Une qui dit “c’était pas possible” et quand on creuse, on s’aperçoit que c’était pas possible pour lui parce qu’il avait autre chose de prévu pour les prochaines années.
Une qui dit “c’était pas le moment” et où l’on voit que dans les mêmes conditions, un an plus tard, avec un autre mec, ça devient le moment… pardon, ça devient “bon ben, on tente le coup”.
Une qui dit directement “il voulait pas”, avant d’ajouter “la prochaine fois, si je tombe enceinte, ça sera mon choix et j’en parlerai même pas au père”…
Et, les mecs, z’avez pas les oreilles qui sifflent ?
En creusant un peu, j’ai l’impression qu’il y a pas mal de femmes qui se poseraient la question différemment si nous³ étions un peu plus responsables de nos actes. Qui choisissent rapidement, avant même d’y réfléchir — surtout, ne pas prendre le risque d’y réfléchir, même ! —, l’interruption parce qu’elles ne veulent pas élever un enfant seules et anticipent la fuite de leur connard mec. Qui, si elles avaient “le bon” (ou un truc approchant) à disposition, prendraient le risque de garder leur gosse⁴ et seraient peut-être même heureuses de l’avoir.

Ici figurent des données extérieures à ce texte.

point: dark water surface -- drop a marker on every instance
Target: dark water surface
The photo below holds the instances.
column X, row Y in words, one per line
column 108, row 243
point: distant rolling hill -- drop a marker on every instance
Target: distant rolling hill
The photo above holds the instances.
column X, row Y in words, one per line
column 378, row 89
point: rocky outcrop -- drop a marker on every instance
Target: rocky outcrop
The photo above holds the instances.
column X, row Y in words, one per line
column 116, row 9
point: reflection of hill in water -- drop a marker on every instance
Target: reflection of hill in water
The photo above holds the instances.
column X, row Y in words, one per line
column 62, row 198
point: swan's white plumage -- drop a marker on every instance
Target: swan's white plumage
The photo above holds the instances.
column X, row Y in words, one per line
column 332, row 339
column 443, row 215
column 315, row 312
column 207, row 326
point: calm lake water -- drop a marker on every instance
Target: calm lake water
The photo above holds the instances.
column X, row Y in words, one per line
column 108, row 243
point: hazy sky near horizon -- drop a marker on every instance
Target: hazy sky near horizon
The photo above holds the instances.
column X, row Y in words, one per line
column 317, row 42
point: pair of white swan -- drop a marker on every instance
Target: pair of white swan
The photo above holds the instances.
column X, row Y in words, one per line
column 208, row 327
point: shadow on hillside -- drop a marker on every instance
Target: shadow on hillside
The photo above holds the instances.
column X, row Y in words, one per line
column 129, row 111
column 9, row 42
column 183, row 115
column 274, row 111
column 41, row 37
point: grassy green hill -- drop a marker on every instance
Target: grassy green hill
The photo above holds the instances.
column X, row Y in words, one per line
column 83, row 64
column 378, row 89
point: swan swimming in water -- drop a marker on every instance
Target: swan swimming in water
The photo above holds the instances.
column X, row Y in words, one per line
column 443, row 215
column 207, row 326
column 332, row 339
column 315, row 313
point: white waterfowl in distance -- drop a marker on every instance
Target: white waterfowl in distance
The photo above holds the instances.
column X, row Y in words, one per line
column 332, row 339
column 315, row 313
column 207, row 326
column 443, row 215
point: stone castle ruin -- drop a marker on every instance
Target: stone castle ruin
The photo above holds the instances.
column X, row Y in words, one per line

Bref, encore une fois, il y a dans ce domaine des femmes qui assument quand leur mâle ne se sent pas concerné. Qui font des choix qu’un mec est incapable de faire. Et qui, au final, en chient à cause des hommes.
Pour conclure, la pensée du jour (pas neuve, même si j’arrive plus à retrouver la citation exacte, il me semble que c’était du Pagnol pourtant) : c’est pas pour baiser qu’il faut avoir des couilles, c’est pour assumer après.
PS : ça va sans dire, mais encore mieux en le disant : même si j’ai essayé de ne pas livrer d’information trop précise, peut-être certains de mes lecteurs reconnaîtront-ils certaines des femmes dont je parle ici. Merci, si c’est le cas, de garder ça pour vous.
¹ Au passage, on s’en prend toujours aux femmes pour tout ce qui concerne les grossesses : la pilule masculine, ça fait des lustres qu’on en parle, mais on l’attend toujours…
² Simone Weil n’a elle-même pas parlé de choix sans conséquence, mais s’est appuyée pour défendre sa loi sur les centaines de femmes mutilées ou tuées chaque année dans des avortements mal réalisés.
³ Je dis “nous” collectivement, il y a aussi des hommes qui ont des couilles, cf. “on tente le coup” ci-dessus… et le nombre de copains, croissant d’année en année, qui font un gosse avec leur femme en toute connaissance de cause, voire avec bonne volonté.
⁴ Quelque part, ça me conforte aussi dans mon impression qu’un “oubli” de pilule est souvent plus un acte manqué qu’une réelle distraction, mais c’est une autre question.